As commander of Infantry Regiment 909 of the 58th Infantry Division, Kreipe participated in the Battle of France and the drive towards Leningrad during Operation Barbarossa. He was awarded the Knight's Cross of the Iron Cross on 13 October 1941. Kreipe remained in the Leningrad front until May 1942, when he was transferred back to Germany, where he took up administrative and teaching positions. In June–October 1943, he was returned to the Eastern Front, where he led the 79th Infantry Division. On 1 March 1944, Kreipe was appointed Commander of the 22nd Air Landing Infantry Division, operating on Crete, replacing General Friedrich-Wilhelm Müller, who had been made the German commander of Crete in Hania.
In the spring of 1944, a plan was hatched by the Allies to kidnap General Müller, whose harsh repressive measures had earned him the nickname "the Butcher of Crete". The operation was led by Major Patrick Leigh Fermor, and second Captain Bill Stanley Moss, Greek SOE agents and Cretan resistance fighters. However General Müller left the island before the plan could be executed. Major Fermor decided to abduct Kreipe instead.
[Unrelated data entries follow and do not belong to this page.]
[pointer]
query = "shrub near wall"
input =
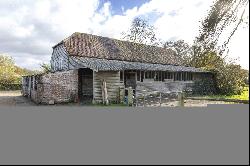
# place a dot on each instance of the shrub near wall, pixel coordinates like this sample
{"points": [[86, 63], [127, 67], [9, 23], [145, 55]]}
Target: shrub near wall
{"points": [[10, 86], [204, 86]]}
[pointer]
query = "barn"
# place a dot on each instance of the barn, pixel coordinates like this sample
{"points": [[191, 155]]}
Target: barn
{"points": [[89, 68]]}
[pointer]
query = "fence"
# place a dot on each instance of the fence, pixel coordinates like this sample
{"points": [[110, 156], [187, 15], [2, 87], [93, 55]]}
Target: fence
{"points": [[153, 98], [10, 86]]}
On the night of 26 April, General Kreipe left headquarters in Archanes. The car headed without escort to a well-guarded residence, "Villa Ariadni", about 25 km outside Heraklion. Major Fermor and Captain Moss, dressed as German military policemen, waited for him 1 km before his residence. When he arrived, they asked the driver to stop and asked for their papers. As soon as the car stopped, Fermor opened Kreipe's door, jumped in, and threatened him with his pistol, while Moss took the driver's seat. (The abduction is now commemorated near Archanes.) Moss drove the kidnappers and the General for an hour and a half through 22 controlled road blocks in Heraklion, before leaving Leigh Fermor to drive on and abandon the car, with material being planted that suggested their escape from the island had been made by submarine. Moss set off with the General on a cross-country march supported by the Greek resistance, soon rejoined by Leigh Fermor. Hunted by German patrols, the kidnappers crossed the mountains to reach the southern side of the island, where a British Motor Launch (ML 842 commanded by Brian Coleman) was waiting to rendez-vous. Eventually, on 14 May 1944, they were picked up from Peristeres beach near Rhodakino and ferried to Egypt.
Kreipe was interrogated, and then sent to a POW camp in Canada. Later transferred to a special camp in Wales, Kreipe was finally released from British captivity in 1947. General Kreipe met his kidnappers one more time in 1972 on a Greek TV show. He died at Northeim on 14 June 1976.
In 1950 W. Stanley Moss, one of the leaders of the operation, wrote a bestselling account of the abduction — Ill Met by Moonlight. In the 1957 film Ill Met by Moonlight, based on the book, Kreipe is portrayed by Marius Goring.